Zee5 announced the second season Poison 2 which released on 16 October 2020.

== Episodes ==

| No. overall | No. in season | Title | Directed by | Concept & Story | Original release date |
| 1 | 1 | "The Hunter's Scent" | Jatin Wagle | Shiraz Ahmed | 19 April 2019 |
After his release from jail, Ranveer eliminates one of his enemies and moves to Goa. The Police Commissioner, who is on the verge of retirement, enlists DSP Vikram to nab Antonio Verghese, a notorious don from Goa. Meanwhile, sub-inspector Nandu investigates the murder committed by Ranveer.
| 2 | 2 | "The Web" | Jatin Wagle | Shiraz Ahmed | 19 April 2019 |
DSP Vikram readies his men to seize Antonio’s drug consignment. Ranveer purchases Cheetos club in Goa and is warned about the local don, Dominic. Meanwhile, Chris misbehaves with Jhanvi at a club before Ranveer comes to her rescue.
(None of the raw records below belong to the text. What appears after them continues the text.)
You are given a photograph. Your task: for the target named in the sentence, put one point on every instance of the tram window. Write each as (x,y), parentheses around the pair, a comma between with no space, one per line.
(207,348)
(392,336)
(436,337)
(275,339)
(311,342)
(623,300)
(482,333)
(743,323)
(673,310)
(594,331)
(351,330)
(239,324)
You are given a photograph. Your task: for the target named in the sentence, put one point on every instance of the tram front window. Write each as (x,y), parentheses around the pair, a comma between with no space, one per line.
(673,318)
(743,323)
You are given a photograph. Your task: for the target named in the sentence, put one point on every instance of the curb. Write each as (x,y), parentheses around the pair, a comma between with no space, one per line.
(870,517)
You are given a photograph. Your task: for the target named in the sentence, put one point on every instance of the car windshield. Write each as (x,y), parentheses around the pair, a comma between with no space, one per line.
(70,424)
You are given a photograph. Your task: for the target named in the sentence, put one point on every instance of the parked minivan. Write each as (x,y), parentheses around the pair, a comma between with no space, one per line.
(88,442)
| 3 | 3 | "Shades" | Jatin Wagle | Shiraz Ahmed | 19 April 2019 |
While Vikram leaves for Mumbai to raid Horizon Infra, Ranveer takes advantage of his absence and tries to impress Vikram’s family members. Rani and her gang kill the broker and break into Ranveer’s house. Meanwhile, Natasha and Vikram land up in the same hotel room.
| 4 | 4 | "Stalking" | Jatin Wagle | Shiraz Ahmed | 19 April 2019 |
Ranveer reaches home and is shocked to see Vishram’s dead body and is threatened by Rani. Following Antonio’s orders, Domini kills Milind’s son. Vikram and Megha arrive for the reopening of Cheetos, now owned by Ranveer.
| 5 | 5 | "The Game Begins" | Jatin Wagle | Shiraz Ahmed | 19 April 2019 |
At the Cheetos reopening party, Vikram and Megha celebrate their wedding anniversary. Later, Ranveer is threatened by Dominic and blackmailed by Rani. Ranveer secretly clones Vikram’s phone and strikes a deal with Sridhar to betray his boss, Antonio Verghese.
| 6 | 6 | "Tit for Tat" | Jatin Wagle | Shiraz Ahmed | 19 April 2019 |
While keeping an eye on Vikram’s family, Ranveer sees Jai Dixit and realises that he must do something about him soon. Vikram meets Natasha who gives him a tip about Antonio Verghese. Later, when Ashu, Jhanvi and Ranveer get high, Ashu feels insecure about Jhanvi and Ranveer’s closeness and takes a drastic step.
| 7 | 7 | "Confession" | Jatin Wagle | Shiraz Ahmed | 19 April 2019 |
While Vikram and Megha worry about Ashu, Jhanvi seeks Ranveer’s help to handle her. Rani continues to blackmail Ranveer and is later attacked at the hotel. Ranveer meets Dominic and shows him the murder video. Later, when Ranveer meets Vikram and his family, Vikram confronts Ranveer about his relationship with his sister and is shocked to know about Ranveer’s past.
| 8 | 8 | "The Rift" | Jatin Wagle | Shiraz Ahmed | 19 April 2019 |
Vikram asks Patil to find all the information related to Ranveer’s case and forbids his family from meeting Ranveer. The cops find Jai Dixit’s dead body which leads to a face-off between Vikram and Ranveer. With Sridhar’s help, Vikram manages to gather proof and arrest Antonio Verghese. Meanwhile, Rani joins hands with Dominic and Vikram and Megha have an argument over Ranveer.
| 9 | 9 | "Blackmail" | Jatin Wagle | Shiraz Ahmed | 19 April 2019 |
Ranveer is held captive in his own house and Jhanvi goes in search of him but they meet at a wrong time. When Antonio’s bail gets rejected, Vikram asks Natasha to leave the town, as her life gets complicated with problems. Meanwhile, Ranveer meets Jhanvi and reveals about his past. Natasha calls Megha home where Megha gets the shock of her life.
| 10 | 10 | "Trap" | Jatin Wagle | Shiraz Ahmed | 19 April 2019 |
Vikram gets furious and slaps Jhanvi for meeting Ranveer. Chris leaves with his gang to kill Ranveer but Rani interferes and stops them. Upset over his bail getting rejected, Verghese gets Vikram framed in a fake corruption case and Megha comes to bail him out. Using this opportunity, Ranveer kidnaps Vikram’s family.
| 11 | 11 | "Face Off" | Jatin Wagle | Shiraz Ahmed | 19 April 2019 |
Vikram gets furious to know that Ranveer spied on his family and has kidnapped them. Unable to contact his family, Vikram seeks help from the Commissioner. Finally, Ranveer calls Vikram to an isolated guest house where the family is being held captive. Will Vikram manage to save his family?